Post n°79 pubblicato il 29 Gennaio 2009 da sottoilsette


Tengo a precisare che l'articolo non è mio, ma è una lettera integrale pubblicata sul giornale on line Abitare a Roma.


La scrive una ragazza che abita al quartiere Pigneto su un argomento che in questi giorni viene trattato dai media, secondo me, in maniera incompleta, superficiale e "spettacolare", per dare fiato al trombone di turno, che magari poco tempo fa ha votato CONTRO l'applicazione della legge sulla violenza sulle donne (l'iter più lungo di una legge parlamentare della storia della nostra repubblica) e adesso punta l'occhio della telecamera dicendo "èunavergogna" per farsi pubblicità personale.


Ma non divaghiamo.


Cinque minuti di attenzione.

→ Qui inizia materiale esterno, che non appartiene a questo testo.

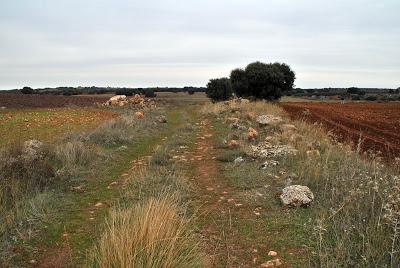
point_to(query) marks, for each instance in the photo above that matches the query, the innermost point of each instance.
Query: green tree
(269, 81)
(219, 89)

Grazie.


Sono una ragazza di 25 anni che vive, lavora e studia in una città bellissima come Roma, lontano dalla famiglia (sono di Arezzo). Ogni giorno mi trovo a dover tornare a casa da sola in un orario compreso tra le 18 e 21 - a seconda della mole di lavoro da svolgere - e la paura c'è, sarei un'ipocrita se dicessi il contrario. A volte in autobus penso a mia madre che pur di non dirmi che muore dalla paura di sapermi da sola in giro, spende fior di quattrini per "accompagnarmi" telefonicamente per tutta la strada, parlando del più e del meno.

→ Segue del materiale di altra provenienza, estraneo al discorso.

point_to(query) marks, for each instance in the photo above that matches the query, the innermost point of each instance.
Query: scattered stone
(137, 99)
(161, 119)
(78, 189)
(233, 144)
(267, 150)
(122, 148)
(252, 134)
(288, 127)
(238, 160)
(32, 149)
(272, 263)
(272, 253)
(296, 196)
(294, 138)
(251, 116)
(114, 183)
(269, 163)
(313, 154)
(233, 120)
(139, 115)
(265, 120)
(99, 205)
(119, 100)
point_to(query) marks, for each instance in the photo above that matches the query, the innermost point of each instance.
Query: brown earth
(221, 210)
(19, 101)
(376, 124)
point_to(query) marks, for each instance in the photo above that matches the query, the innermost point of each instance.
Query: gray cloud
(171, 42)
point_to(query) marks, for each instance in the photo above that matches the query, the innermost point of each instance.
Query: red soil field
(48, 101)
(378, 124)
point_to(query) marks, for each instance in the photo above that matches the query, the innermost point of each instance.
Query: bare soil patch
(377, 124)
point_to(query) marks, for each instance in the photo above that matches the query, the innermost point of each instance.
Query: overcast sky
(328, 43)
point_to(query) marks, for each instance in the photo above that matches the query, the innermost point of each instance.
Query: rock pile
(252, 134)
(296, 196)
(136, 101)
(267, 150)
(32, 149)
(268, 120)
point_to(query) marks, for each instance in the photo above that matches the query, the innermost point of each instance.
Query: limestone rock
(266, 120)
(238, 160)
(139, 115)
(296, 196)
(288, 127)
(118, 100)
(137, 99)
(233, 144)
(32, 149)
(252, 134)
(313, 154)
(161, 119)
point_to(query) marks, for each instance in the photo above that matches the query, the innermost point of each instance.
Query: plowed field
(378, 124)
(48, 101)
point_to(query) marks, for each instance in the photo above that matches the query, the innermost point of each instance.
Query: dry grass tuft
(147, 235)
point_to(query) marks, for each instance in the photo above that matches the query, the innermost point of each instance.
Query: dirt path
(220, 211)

Sabato sera il mio compagno era fuori Roma e io ho deciso di andare al cinema con due amici, consapevole del fatto di dover poi rincasare da sola con il notturno. E' stato atroce sentire la voce rotta di mia madre al telefono quando le ho detto che stavo uscendo, ma eravamo entrambe tacitamente convinte che nessuna delle due si sarebbe fatta sopraffare dalla paura. Io non sarei rimasta in casa e lei non mi avrebbe mai chiesto di farlo. Perché lei ha lottato contro questo prima di me, ha gridato, marciato, manifestato con altre compagne per cercare di combattere la violenza contro le donne, per rendere lo stupro un reato, per ottenere una pena certa per i colpevoli, per non sentirsi dire che “alla fine se l’hanno violentata qualcosa avrà fatto per cercarsela no?!”. No.No.

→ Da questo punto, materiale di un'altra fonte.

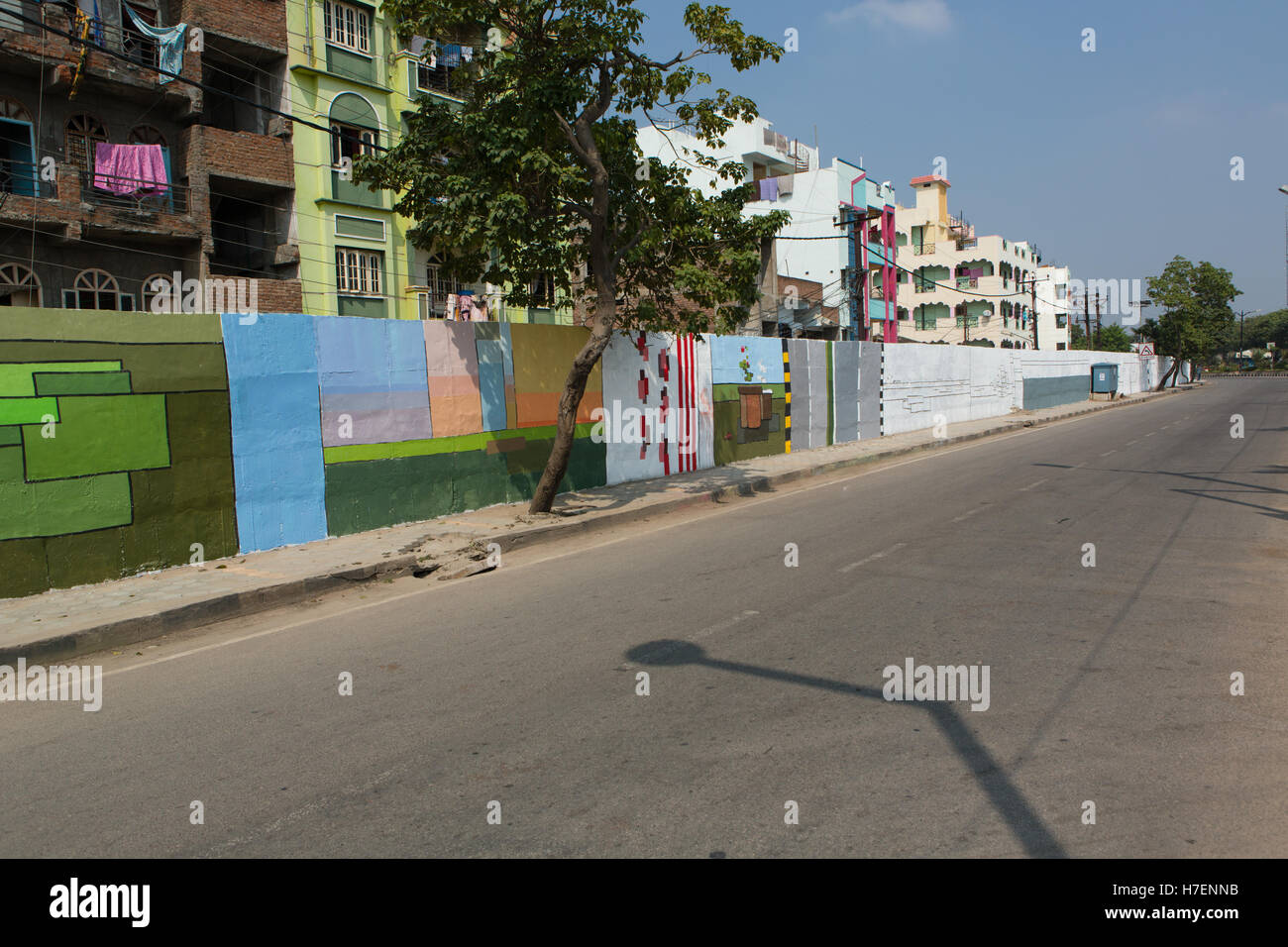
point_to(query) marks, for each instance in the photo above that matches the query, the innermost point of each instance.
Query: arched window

Alla fine non credo però che l'ultima cosa sia stata debellata ma insomma…Forse non avrebbero voluto che le loro figlie si trovassero di nuovo a combattere contro certi temi, certi soprusi e purtroppo contro un certo modo di pensare. Ma questo non ci deve assolutamente inibire, demoralizzare e soprattutto impaurire. Anzi: ci deve rendere più forti di prima. Ci deve spingere a ribellarci ancora una volta contro questa società che ci vuole fighe, tacco venti, rossetto lucido e sempre pronte a dire sì. Io non ci sto!. E se dico no è no.

E questo non ha nulla a che vedere con il moralismo del “darla non darla”, ma col diritto di scegliere con chi andare. Mi sento ferita e umiliata come donna e come individuo, per tutte le violenze che quotidianamente le mie sorelle subiscono. Capisco,comprendo e giustifico la rabbia della mia coetanea violentata l'ultimo dell'anno che ha gridato di farsi giustizia da sola, in seguito alla notizia che il suo stupratore aveva ricevuto, come misura cautelare, gli arresti domiciliari in attesa del processo. Capisco il dolore dei genitori, fratelli, fidanzati e amici di ogni donna violentata e abusata. Capisco le donne che venerdì sono scese in strada a Guidonia e le ammiro per il coraggio di aver gridato e scritto nei cartelli Io non ho paura.

Purtroppo però, perdonatemi se potete, non tollero che alla violenza si risponda violenza. Non tollero le ronde di Forza Nuova che hanno promesso "taniche di benizina per bruciarli tutti" - gli immigrati -, non tollero che si pretenda l'espulsione immediata per tutti gli albanesi, romeni, rom indiani e chi più ne ha più ne metta. Questo per dire che non tutti gli stranieri sono dei carnefici, degli stupratori alcolizzati o pedofili.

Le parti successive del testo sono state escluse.